With the profile extended to rzero (and the resolution increased by one level), the location of the outer boundary becomes closer, but the values no longer match. So something is going wrong either in the calculation or import of the profile, still.
- Gave Diyora edge-centered VTK output from VisIt volume plot to start with. I almost have the layout working, but can't seem to get the refined data (only the coarsest is showing in the chombo). Is only level 0 data loaded BeforeGlobalStep?
- Did testing for OpenMP version of code. Problem appears sometime between 5 tasks/4 threads and 10 tasks/12 threads (haven't determined exact cutoff yet).
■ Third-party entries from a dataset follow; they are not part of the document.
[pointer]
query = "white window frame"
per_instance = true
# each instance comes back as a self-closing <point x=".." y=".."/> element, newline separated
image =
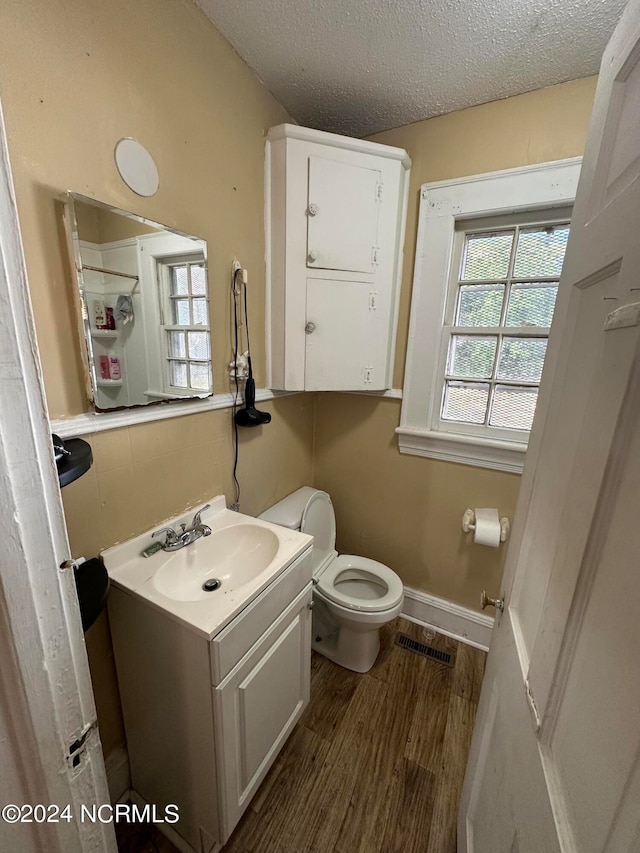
<point x="442" y="205"/>
<point x="164" y="277"/>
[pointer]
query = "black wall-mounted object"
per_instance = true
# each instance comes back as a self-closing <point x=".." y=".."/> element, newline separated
<point x="249" y="415"/>
<point x="73" y="458"/>
<point x="92" y="586"/>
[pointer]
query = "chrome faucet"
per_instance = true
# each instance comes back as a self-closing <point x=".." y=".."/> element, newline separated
<point x="174" y="541"/>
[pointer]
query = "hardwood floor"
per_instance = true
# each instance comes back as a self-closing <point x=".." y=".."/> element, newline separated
<point x="376" y="763"/>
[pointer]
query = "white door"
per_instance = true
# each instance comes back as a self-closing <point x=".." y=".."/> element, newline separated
<point x="339" y="337"/>
<point x="50" y="750"/>
<point x="342" y="216"/>
<point x="555" y="757"/>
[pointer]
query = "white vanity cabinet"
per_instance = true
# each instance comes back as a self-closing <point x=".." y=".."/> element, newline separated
<point x="205" y="717"/>
<point x="335" y="219"/>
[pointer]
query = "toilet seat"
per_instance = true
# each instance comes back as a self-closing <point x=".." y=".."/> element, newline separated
<point x="356" y="569"/>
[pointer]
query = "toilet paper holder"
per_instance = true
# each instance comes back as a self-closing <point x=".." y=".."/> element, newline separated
<point x="469" y="524"/>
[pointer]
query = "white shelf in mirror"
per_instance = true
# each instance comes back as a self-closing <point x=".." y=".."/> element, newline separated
<point x="104" y="333"/>
<point x="92" y="422"/>
<point x="109" y="383"/>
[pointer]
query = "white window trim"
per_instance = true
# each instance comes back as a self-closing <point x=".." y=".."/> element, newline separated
<point x="442" y="204"/>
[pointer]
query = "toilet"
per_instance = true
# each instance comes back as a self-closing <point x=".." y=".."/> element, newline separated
<point x="353" y="596"/>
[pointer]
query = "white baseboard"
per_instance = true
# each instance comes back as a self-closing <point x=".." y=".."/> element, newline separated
<point x="118" y="774"/>
<point x="448" y="618"/>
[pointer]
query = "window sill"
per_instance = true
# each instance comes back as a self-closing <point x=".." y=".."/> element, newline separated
<point x="466" y="450"/>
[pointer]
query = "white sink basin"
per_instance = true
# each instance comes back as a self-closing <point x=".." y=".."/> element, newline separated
<point x="233" y="555"/>
<point x="245" y="554"/>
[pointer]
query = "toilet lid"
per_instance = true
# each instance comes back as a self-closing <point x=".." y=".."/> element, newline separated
<point x="319" y="521"/>
<point x="340" y="580"/>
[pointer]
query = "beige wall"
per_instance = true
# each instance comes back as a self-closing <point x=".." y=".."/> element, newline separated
<point x="406" y="510"/>
<point x="76" y="77"/>
<point x="144" y="474"/>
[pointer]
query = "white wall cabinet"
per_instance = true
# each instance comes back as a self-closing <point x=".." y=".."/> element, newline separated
<point x="335" y="219"/>
<point x="206" y="717"/>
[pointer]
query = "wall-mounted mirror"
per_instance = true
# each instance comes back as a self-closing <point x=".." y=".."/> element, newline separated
<point x="143" y="305"/>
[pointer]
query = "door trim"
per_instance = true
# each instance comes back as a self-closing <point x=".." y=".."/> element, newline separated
<point x="48" y="697"/>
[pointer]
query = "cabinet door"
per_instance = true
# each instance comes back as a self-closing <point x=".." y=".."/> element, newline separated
<point x="257" y="706"/>
<point x="338" y="339"/>
<point x="342" y="216"/>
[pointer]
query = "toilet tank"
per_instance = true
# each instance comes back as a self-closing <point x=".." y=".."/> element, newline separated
<point x="311" y="511"/>
<point x="288" y="511"/>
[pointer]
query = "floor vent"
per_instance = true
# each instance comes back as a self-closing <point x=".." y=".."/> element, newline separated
<point x="424" y="649"/>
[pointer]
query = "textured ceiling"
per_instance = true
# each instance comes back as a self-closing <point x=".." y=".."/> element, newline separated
<point x="360" y="66"/>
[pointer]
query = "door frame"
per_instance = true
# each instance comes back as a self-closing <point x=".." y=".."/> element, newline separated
<point x="45" y="684"/>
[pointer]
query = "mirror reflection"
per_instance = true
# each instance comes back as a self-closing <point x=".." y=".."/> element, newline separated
<point x="144" y="307"/>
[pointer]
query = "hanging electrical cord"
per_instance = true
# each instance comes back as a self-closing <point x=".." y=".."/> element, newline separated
<point x="234" y="294"/>
<point x="248" y="415"/>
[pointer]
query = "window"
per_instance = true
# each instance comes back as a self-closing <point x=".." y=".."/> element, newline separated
<point x="185" y="324"/>
<point x="488" y="262"/>
<point x="499" y="310"/>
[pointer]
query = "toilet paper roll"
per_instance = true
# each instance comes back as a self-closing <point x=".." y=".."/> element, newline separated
<point x="487" y="530"/>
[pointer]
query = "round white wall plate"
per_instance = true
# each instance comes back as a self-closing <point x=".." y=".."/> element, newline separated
<point x="136" y="167"/>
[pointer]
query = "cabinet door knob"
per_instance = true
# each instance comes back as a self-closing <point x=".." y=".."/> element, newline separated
<point x="485" y="602"/>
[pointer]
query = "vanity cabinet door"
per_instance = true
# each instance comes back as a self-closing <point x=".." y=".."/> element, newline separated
<point x="257" y="706"/>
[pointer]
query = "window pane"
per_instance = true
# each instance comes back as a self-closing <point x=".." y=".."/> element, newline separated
<point x="531" y="304"/>
<point x="198" y="280"/>
<point x="200" y="376"/>
<point x="179" y="286"/>
<point x="487" y="255"/>
<point x="176" y="345"/>
<point x="540" y="252"/>
<point x="471" y="356"/>
<point x="465" y="401"/>
<point x="200" y="313"/>
<point x="521" y="359"/>
<point x="181" y="313"/>
<point x="513" y="408"/>
<point x="198" y="344"/>
<point x="480" y="304"/>
<point x="178" y="373"/>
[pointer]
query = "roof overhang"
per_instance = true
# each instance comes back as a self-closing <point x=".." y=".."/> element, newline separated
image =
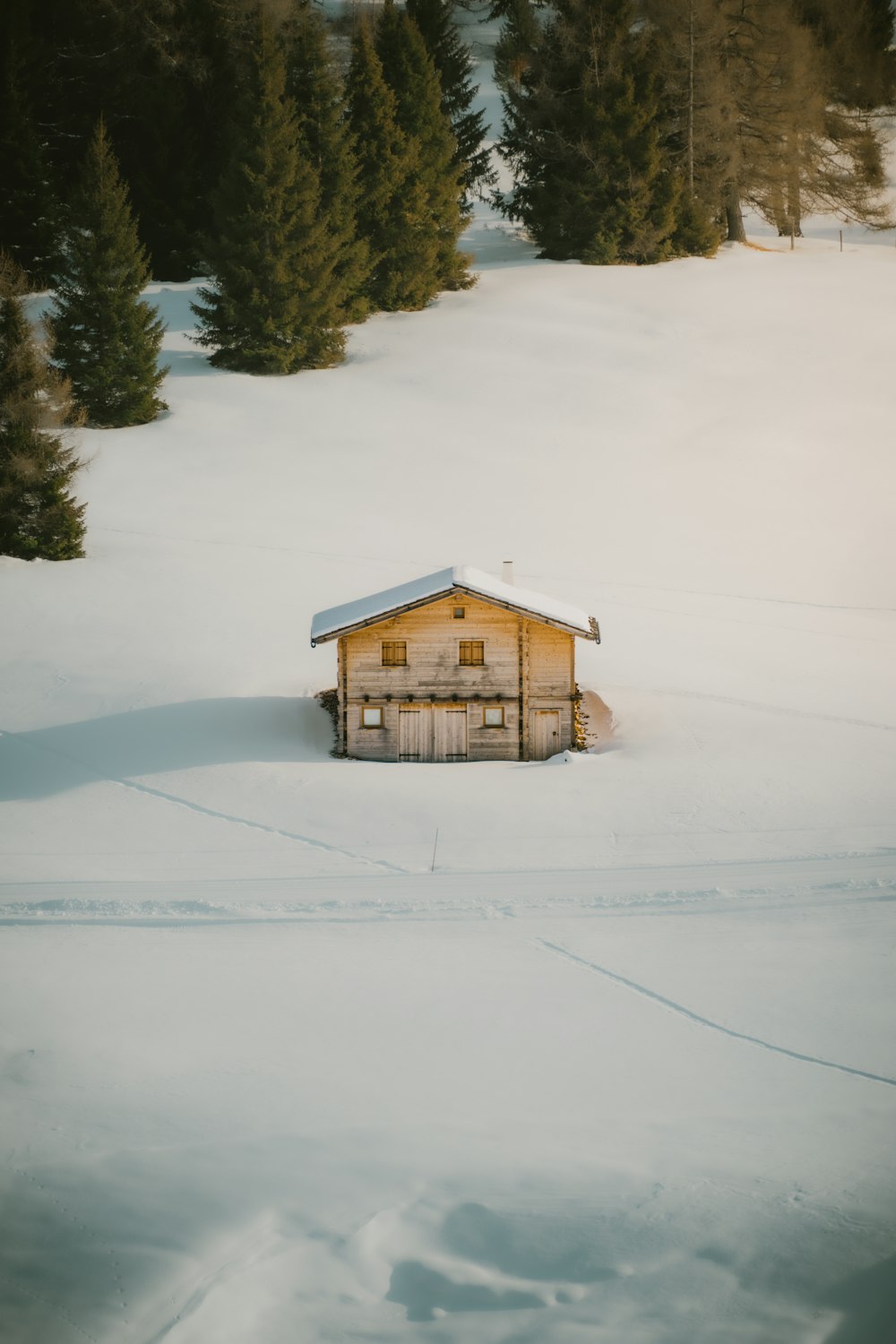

- Working on presentation for eclipse at Ogden Farmers' Library.
Recent progress
- Previously, we have this version of paper on the orbital period change in binary system with giant stars.
The referee asked us to show that our angular momentum evolution do not have serious problem. So I sampled the angular momentum through multiple of spherical shells in a single AGB star test in the co-rotating frame. Ideally, the angular momentum of the wind at any shell is the same, or not varying if we average of enough time. However, simulation has errors and sampling is never infinitely long.
We should also replace the five images of alpha in the appendix in the last version of the paper.
We are going to use two figures to show the corrected orbital period change.
exclude all angular momentum which measured at 0.8d in the AM error study
only exclude the spin angular momentum of the AGB star
I am rewriting the paper.
- I studied the Riemann problem with realistic EOS.
A study of EOS Riemann problem
The conclusion is, realistic gas behave somewhat like ideal gas with a smaller gamma, though not exactly the same. We can in the future run some simulation with gamma=1.1 instead of gamma=1.67.
I recommend to remodel the AGB wind and binary star model with this argument.